Find the polynomial having the following roots with multiplicity and find the missing roots x=-3 multiplicity 3, x=3i , x=3 multiplicity of 2

Tutors, please sign in to answer this question.

1 Answer

Hi, if x=3 is a root then (x-3) is a factor and since the multiplicity is 2, (x-3)^2 is a factor.

 

Next, since -3 is a root, then (x- (-3)) is a factor, that is, (x+3) is a factor, and in fact, (x+3)^3 is a factor since the multiplicity is 3.

 

Now, what about x=3i being a root? It means (x-3i) is a factor. But for our polynomial to have real coefficients, the "complex conjugate" of 3i must be a root as well, The complex conjugate of a+bi is a-bi.
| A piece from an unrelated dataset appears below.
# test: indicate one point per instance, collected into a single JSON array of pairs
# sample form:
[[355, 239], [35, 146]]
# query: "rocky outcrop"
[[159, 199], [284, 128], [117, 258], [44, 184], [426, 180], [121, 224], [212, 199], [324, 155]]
So the complex conjugate of 3i is just -3k (since a=0 here)

 

So both (x-3i) and (x+3i) are factors; let's multiply them and see what we get: we get,

 

(x-3i)(x+3i) = x^2 -3ix + 3ix -9i^2 = x^2 +9

 

So our polynomial has (x^2 + 9) as a factor and the smallest (lower degree) real polynomial having all the desired roots and multiplicities is:

 

** p(x) = (x+3)^3 *  (x-3)^2 * (x^2 + 9)

 

where the * symbol just stands for "times" to clarify we are multiplying these (not needed mathematically but when reading computer format it helps to clarify for the reading eyes!) I suspect they want yo to leave the polynomial factored like this. Otherwise, you'll need to multiply all these together. Notice that (x+3)(x-3) = (x^2 - 9) so

 

(x+3)^3 * (x-3)^2 * (x^2 + 9) = (x+3)*[(x+3)^2*(x-3)^2)]*(x^2+9)

 

which is (x+3) * [(x^2 - 9)(x^2 - 9)]* (x^2+9)

 

re-grouping:  (x+3) * (x^2 - 9) * [(x^2 - 9)* (x^2 + 9)]

 

(x+3)(x^2 - 9) * (x^4  - 81) which I leave to you to multiply out to get a 7th degree polynomial..unless they are ok with it being factored in which again, use the form ** above. Hope this helps! Let me know if you have any questions.